Kodem, an Intelligent Application Security platform, uses runtime intelligence to reveal which vulnerabilities actually execute in production, so teams prioritize the ones that genuinely matter instead of chasing every advisory.
Kodem's Application Detection and Response identifies whether CVE-2026-49286 is reachable in your applications. Explore runtime application protection for your team.
See if CVE-2026-49286 is reachable in your applications. Get a demo
Already deployed Kodem? See CVE-2026-49286 in your environment →Upgrade pontedilana/php-weasyprint to 2.6.0 or later to resolve this vulnerability.
Kodem Kai can prioritize this vulnerability in your dependency tree and generate a fix recommendation.
CVE-2026-49286 is a high-severity insecure deserialization vulnerability in pontedilana/php-weasyprint (composer), affecting versions <= 2.5.1. It is fixed in 2.6.0. Untrusted serialized data is processed by a deserializer that can instantiate arbitrary objects or execute code as a side effect.
CVE-2026-49286 has a CVSS score of 8.1 (High). This score reflects the worst-case severity of the vulnerability, not your specific exposure.
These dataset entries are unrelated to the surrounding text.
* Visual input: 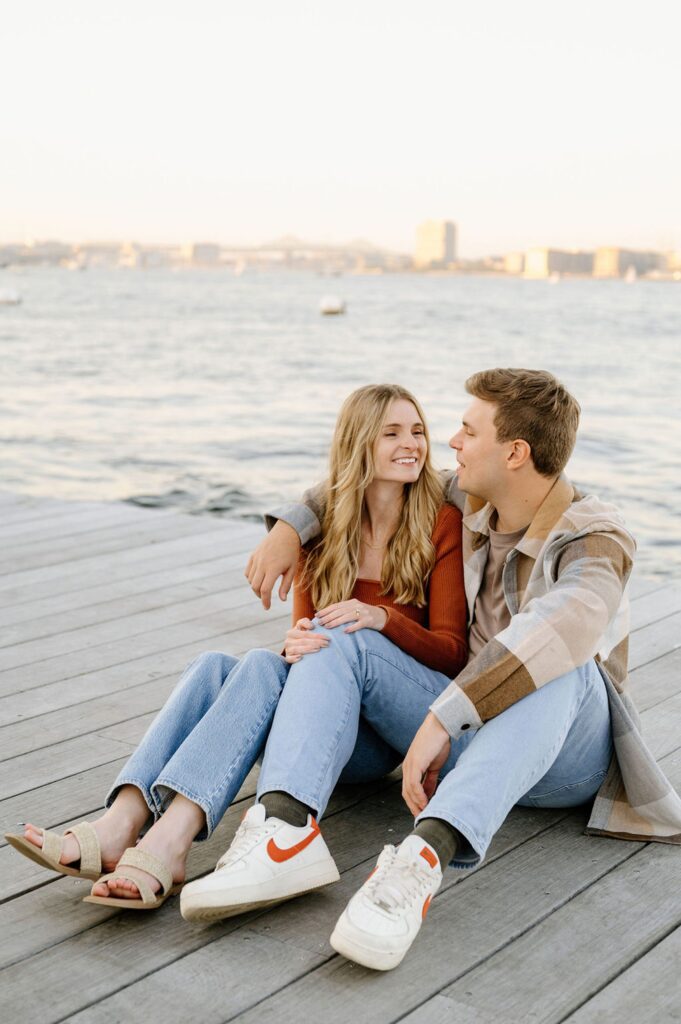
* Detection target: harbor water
[0,268,681,579]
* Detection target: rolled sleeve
[430,680,482,739]
[265,503,320,544]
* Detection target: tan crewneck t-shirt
[468,513,527,660]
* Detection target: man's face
[450,398,508,504]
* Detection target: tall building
[414,220,457,270]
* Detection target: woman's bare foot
[24,785,148,871]
[24,814,139,871]
[92,796,206,899]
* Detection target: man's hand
[402,712,452,817]
[244,519,300,608]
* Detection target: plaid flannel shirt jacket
[265,473,681,844]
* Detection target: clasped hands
[284,598,388,665]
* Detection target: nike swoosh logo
[267,818,321,864]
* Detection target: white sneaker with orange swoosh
[331,836,442,971]
[180,804,340,921]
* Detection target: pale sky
[0,0,681,257]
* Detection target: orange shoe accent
[421,846,437,867]
[267,818,321,864]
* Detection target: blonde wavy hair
[304,384,443,608]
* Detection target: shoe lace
[365,846,431,913]
[215,821,273,871]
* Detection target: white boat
[320,295,345,316]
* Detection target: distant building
[524,248,594,278]
[414,220,457,269]
[594,246,661,278]
[504,253,525,273]
[190,242,221,266]
[664,250,681,273]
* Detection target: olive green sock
[412,818,463,870]
[260,790,314,828]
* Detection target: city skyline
[0,0,681,258]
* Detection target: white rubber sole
[180,865,340,921]
[329,922,412,971]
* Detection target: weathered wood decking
[0,495,681,1024]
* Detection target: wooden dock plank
[565,928,681,1024]
[432,843,681,1024]
[0,493,681,1024]
[1,542,260,647]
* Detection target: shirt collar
[464,473,576,559]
Whether it represents real risk in your environment depends on whether the vulnerable code is present and reachable.
pontedilana/php-weasyprint (composer) versions <= 2.5.1 is affected.
Yes. CVE-2026-49286 is fixed in 2.6.0. Upgrade to this version or later.
Whether CVE-2026-49286 is exploitable in your environment depends on whether the vulnerable code is present and reachable. A CVSS score is a worst-case rating; it does not account for your specific deployment, configuration, or usage patterns. Kodem, an Intelligent Application Security platform, uses runtime intelligence to show which vulnerabilities actually execute in production, so you can focus on the ones that represent real risk. Get a demo
Exploitability and impact are not fixed properties of a CVE. They depend on runtime truth: whether the vulnerable code is present, reachable, and actually executes in your application. A high CVSS score on a dependency that never runs is not the same as real risk. Kodem, an Intelligent Application Security platform, uses runtime intelligence to reveal which vulnerabilities actually execute in production, so teams prioritize the ones that genuinely matter.
Upgrade pontedilana/php-weasyprint to 2.6.0 or later.